For founders, the speed is the appeal and the exposure at once. Slopsquatting is a clean example. The old version needed a human to read the AI's suggestion, notice an unfamiliar package, and choose to install it. An autonomous agent resolving its own dependencies removes that pause. The same logic runs across the board: every review step an agent automates is a step where a security problem can pass through untouched. More code, shipped faster, with fewer eyes on it, is a great way to build and a great way to ship a vulnerability nobody catches until a stranger does.

What this means for your launch

Two ideas sit close together here and get mixed up, so it is worth separating them.

The first: building with AI is still a good way to build. Nothing above says the tools cannot ship a working product. They can, and most of the apps in the studies are real applications with real users. If you used AI to get your idea live, that was a reasonable call.

The second: security is a distinct step the tools do not perform and most founders never think to ask for. The vulnerability rates above describe raw AI output before any review. They also describe most AI-built apps in production, because most of them never got reviewed. The distance between "the app works" and "the app is safe for real users" is real and wide. The good news is that it is usually cheap to close. A few focused hours from someone who knows where these tools fail will catch the large majority of common exposures, which is the core of a software rescue or hardening sprint. The reason founders skip the review is almost never cost. It is that nobody told them the gap was there.

The three April incidents are useful because they are concrete. A platform with eight million users left credentials reachable for 48 days. A breach traveled in through a connected tool. Malware went looking specifically for AI coding keys. When billion-dollar companies with security teams get caught by this, a solo-founder app built on the same tools deserves a look.

Common questions

Does using AI to build my app mean it is insecure? Not on its own. It means the raw output carries a high baseline rate of common vulnerabilities, and that almost no app ships secure without a deliberate review step after the build.

I am not technical. How would I even know if my app has a problem? You would not from the outside, which is the trap. The fastest starting point is a structured review against the patterns that fail most often, rather than guessing.

What is slopsquatting in plain terms? AI sometimes invents a software package name that does not exist. Attackers register that fake name and load it with malicious code, so when the package gets installed, their code runs inside your app.

My app already launched. Is it too late? No. Most of the apps we review are already in production.
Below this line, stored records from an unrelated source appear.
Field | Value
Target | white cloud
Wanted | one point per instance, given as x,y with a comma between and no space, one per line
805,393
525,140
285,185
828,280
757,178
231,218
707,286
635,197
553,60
A hardening pass closes the gaps and hands you back a clean codebase without a rebuild.

The five-minute starting point

If you shipped something built with AI tools in the last year and have not had it reviewed, the honest question is not whether it has an exposure. It is which kind. The free five-point diagnostic walks through the most common exposure patterns we see in production AI-built apps and tells you which ones apply to yours. It takes about ten minutes. If it surfaces something, the next step is either a written audit or a hardening sprint where we close the gaps and hand back a clean codebase.

The forecast era is over. The named-incident era started this spring. The only question that matters now is whether you have looked at your own app before someone else does.